The is a 12 volt 63 amp alternator. It is internally regulated and comes with fan and pulley. This alternator can be used to replace original generator. Additional brackets and hardware may be needed. See kit 6X10300ALTH. Used on Ford Tractors 1965 and later. Use part number ADR9209 to make this a single wire self exciting alternator (not included).
Part No: ADR0382
$*108.27*
__________________________________________________________

Here's a picture of an attachment for a Delco style alternator that will give you a tach drive. One problem you may have is that your alternator pulley is the wrong size the tach reads wrong rpm. Source Complete Tractor. Price $46


----------



## Darryl Townson (Oct 30, 2020)

Thanks for your help. I will look into this.


----------



## Darryl Townson (Oct 30, 2020)

HarveyW Have you heard of anyone changing the pulley to get the correct RPM? The reason I'm asking I have just bought a new alternator and would like to try the adapter.


----------



## Fedup (Feb 25, 2014)

I doubt that adapter will work for you. The concept of tach drives on the back of the alternator is nothing new. The trouble is the alternator needs to be configured for it. At one time I think AC or Massey, possibly both, used a Delco alternator with that drive attached. The rear frame of the alternator was made to accept it, and the armature had a gear protruding through the rear bearing to drive it. Your alternator most likely has none of that.

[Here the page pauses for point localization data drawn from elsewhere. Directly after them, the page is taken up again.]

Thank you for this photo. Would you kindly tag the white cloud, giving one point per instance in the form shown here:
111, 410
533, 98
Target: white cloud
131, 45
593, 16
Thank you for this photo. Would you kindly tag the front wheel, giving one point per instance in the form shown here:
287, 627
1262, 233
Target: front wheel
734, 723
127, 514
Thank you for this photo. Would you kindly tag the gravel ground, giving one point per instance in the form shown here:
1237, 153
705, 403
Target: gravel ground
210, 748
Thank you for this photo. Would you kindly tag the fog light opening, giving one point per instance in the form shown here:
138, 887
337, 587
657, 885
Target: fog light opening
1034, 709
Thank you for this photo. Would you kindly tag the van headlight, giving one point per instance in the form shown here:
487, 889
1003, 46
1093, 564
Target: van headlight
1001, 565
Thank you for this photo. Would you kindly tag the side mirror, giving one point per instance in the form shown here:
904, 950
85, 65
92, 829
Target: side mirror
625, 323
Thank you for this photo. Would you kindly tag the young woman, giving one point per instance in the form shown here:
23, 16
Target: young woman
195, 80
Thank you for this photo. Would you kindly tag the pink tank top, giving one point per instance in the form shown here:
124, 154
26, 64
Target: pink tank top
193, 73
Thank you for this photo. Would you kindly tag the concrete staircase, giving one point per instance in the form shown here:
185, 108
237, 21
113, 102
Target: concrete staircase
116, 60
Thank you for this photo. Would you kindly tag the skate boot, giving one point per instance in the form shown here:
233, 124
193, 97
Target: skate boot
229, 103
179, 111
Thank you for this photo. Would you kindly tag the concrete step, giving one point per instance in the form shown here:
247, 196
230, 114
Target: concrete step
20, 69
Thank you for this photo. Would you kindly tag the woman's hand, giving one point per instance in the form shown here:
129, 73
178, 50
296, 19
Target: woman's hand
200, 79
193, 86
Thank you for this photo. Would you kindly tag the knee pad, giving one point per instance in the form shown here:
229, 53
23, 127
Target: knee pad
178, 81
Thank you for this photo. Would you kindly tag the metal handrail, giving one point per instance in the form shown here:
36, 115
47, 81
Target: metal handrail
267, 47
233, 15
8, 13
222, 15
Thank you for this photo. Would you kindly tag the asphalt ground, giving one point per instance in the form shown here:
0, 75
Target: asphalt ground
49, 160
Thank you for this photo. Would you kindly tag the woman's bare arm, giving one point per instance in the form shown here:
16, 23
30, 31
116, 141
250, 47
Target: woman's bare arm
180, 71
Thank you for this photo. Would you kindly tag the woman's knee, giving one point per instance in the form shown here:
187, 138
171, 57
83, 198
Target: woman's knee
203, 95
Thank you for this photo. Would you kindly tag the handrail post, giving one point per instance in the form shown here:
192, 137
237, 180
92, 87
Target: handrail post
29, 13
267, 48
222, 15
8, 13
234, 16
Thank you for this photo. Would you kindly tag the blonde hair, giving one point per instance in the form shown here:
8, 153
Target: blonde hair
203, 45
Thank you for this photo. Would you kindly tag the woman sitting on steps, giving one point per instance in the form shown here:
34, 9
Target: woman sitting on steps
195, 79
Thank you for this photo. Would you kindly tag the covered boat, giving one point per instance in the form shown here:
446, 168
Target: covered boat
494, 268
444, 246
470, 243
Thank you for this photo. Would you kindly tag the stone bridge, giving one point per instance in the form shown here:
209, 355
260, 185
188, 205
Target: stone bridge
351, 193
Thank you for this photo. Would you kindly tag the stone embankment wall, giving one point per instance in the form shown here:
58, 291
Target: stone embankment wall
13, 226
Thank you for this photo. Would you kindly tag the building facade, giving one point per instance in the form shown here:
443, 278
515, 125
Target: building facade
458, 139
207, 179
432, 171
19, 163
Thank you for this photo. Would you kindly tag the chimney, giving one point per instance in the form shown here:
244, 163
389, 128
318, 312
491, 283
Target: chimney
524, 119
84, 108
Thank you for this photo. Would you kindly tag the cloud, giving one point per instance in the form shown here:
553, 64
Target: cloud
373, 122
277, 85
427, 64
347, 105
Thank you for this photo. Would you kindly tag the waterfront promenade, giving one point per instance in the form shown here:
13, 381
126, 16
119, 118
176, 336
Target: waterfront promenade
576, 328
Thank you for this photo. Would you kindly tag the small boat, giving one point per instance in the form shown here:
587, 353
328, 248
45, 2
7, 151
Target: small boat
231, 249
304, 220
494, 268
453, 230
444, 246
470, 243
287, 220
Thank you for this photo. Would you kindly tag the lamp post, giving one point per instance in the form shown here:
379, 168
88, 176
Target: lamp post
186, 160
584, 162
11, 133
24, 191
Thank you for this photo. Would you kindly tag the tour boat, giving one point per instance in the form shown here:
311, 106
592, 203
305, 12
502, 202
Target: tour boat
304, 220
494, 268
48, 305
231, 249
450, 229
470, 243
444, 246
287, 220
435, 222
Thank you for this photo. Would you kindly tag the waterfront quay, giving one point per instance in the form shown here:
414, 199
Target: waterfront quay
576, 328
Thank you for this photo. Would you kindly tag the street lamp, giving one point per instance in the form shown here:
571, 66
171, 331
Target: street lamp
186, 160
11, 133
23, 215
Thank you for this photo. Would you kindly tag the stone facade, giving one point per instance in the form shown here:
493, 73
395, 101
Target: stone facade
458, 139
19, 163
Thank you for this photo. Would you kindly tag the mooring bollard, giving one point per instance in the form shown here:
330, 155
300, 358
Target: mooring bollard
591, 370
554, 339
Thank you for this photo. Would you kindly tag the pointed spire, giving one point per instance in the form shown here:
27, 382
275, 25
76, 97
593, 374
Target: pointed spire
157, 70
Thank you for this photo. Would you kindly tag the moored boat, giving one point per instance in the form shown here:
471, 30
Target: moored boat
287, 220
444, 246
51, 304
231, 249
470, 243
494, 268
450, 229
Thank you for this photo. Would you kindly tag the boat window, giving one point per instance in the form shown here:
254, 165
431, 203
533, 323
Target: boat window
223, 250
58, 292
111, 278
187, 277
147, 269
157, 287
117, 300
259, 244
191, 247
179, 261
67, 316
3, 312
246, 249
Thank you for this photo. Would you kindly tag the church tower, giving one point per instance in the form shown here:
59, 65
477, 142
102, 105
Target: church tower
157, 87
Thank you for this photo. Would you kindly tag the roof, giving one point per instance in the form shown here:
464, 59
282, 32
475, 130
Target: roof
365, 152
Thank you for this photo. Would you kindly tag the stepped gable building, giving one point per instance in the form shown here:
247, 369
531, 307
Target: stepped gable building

On the other hand, the 3600(as mentioned in your earlier post) would be configured something like this

https://www.mycnhistore.com/us/en/n...-7700/cn/7E55B1CD-B8BF-E111-9FCE-005056875BD6

While most if not all parts for that are probably still available, it would require changing the cluster as well since the cable will rotate in reverse of what you have now. I doubt you would choose that route vs the replacement alternator with drive attached. I expect it would come with the right pulley installed. All those I've seen were complete and ready to go.


----------